“I once more presume to address you to state to you my sincere desire of being considered as worthy of a restoration to the intercourse with yourself and my family which I have forfeited by my follies. . . . I hope the time is approaching when we shall consider each other as father and son with more confidence than ever, and that I shall no longer be a cause of disunion to the happiness of my family. I was happy to hear from John Grove who dined with us yesterday, that you continue in good health. My wife unites with me in respectful regards.”

Unfortunately, Timothy Shelley, with characteristic wrong-headedness, chose a test of Bysshe’s obedience to which it was impossible for him to submit; he could not write to the authorities of University College that he was now a sincere and dutiful son of the Church. And, failing this, his father declined all further communication with him.

“I am not so degraded and miserable a slave,” wrote Shelley to the Duke of Norfolk, “as publicly to disavow an opinion which I believe to be true. Every man of common sense must plainly see that a sudden renunciation of sentiments seriously taken up is as unfortunate a test of intellectual uprightness as can possibly be devised. . . . I am willing to concede everything that is reasonable, anything that does not involve a compromise of that self-esteem without which life would be a burden and a disgrace.”

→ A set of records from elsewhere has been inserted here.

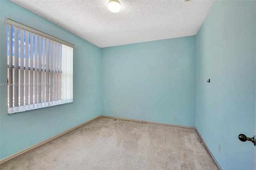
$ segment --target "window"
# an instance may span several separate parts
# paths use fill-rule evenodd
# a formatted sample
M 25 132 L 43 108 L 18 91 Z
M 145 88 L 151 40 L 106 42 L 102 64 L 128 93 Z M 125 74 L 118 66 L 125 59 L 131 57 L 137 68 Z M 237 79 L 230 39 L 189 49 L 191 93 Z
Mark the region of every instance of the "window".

Eliza considered such obduracy absurd. “Thus Harriet, so soon to be brought to bed, will not even have a carriage to save her running about the streets on foot!” Shelley, exasperated, bought a carriage on credit, and refused to use it. He hated being shut up in a closed carriage, and much preferred long tramps with Hogg on foot.

Though sick to death of Eliza at home, there were plenty of pleasant houses where he could take refuge. There was the Godwins’ in Skinner Street, where Fanny and Jane Clairmont always received him with open arms. There was the Newtons’ in Chester Square, where he found affection, intelligence, and old-world courtesy. Mrs. Newton, a first-rate musician, the favourite pupil of Dussek, would sit down to the piano, while Shelley seated on the rug amidst the children would tell them tales of ghosts and phantoms in a low voice.

Very often Madame de Boinville was on a visit to her sister. These two ladies, daughters of a wealthy St. Vincent planter, had received a mixed Anglo-French education that Shelley, tremendous admirer of the French philosophers, much appreciated. Madame de Boinville, in particular, charmed him. Her romantic marriage with a ruined émigré, a friend of André Chénier and of La Fayette, invested her with a poetic fascination. She was a woman with white hair, but with so childlike a face, such speaking eyes, a mind so lively and up-to-date, that one had more pleasure in talking with her than with many a younger woman. For the first time in his life Shelley found, in her and her sister, women whose intellectuality was on a par with his own.

The conversation of Eliza and Miss Hitchener now appeared to him thoroughly despicable.

From living with Harriet, he had fallen into the habit of looking on women as children, for whom an abstract idea must be reduced to its simplest expression. With Madame de Boinville he was astonished to find that he could not only tell her all his ideas, but that by the charm and precision of her language she gave them a new attraction. For her and her sister, as for Shelley himself, the play of thought was the finest of pastimes. Learning is nothing without cultivated manners, but when the two are combined in a woman you have one of the most exquisite products of civilization.

With a secret joy and a delicious feeling of attained perfection, Shelley realized that he had at last found surroundings propitious to his happiness, and that everything he had previously known was grotesquely unworthy of him.

The ladies, on their side, were enchanted by their discovery of Shelley, for this very good-looking and well-born young man loved ideas as they did and expressed them with warmth. He had got rid of the rather intolerant dogmatism of his sixteen years, and now in discussion showed modesty and forbearance. Never had they met a man so selfless, so generous, so free from materialism as he. Generally serious, he yet was capable of fun, and he had the ease of manner, the contempt for ceremony, and the perfect politeness, which is the hall-mark of the young aristocrat. “What more charming,” they asked themselves, “than a saint who is at the same time a man of the world?”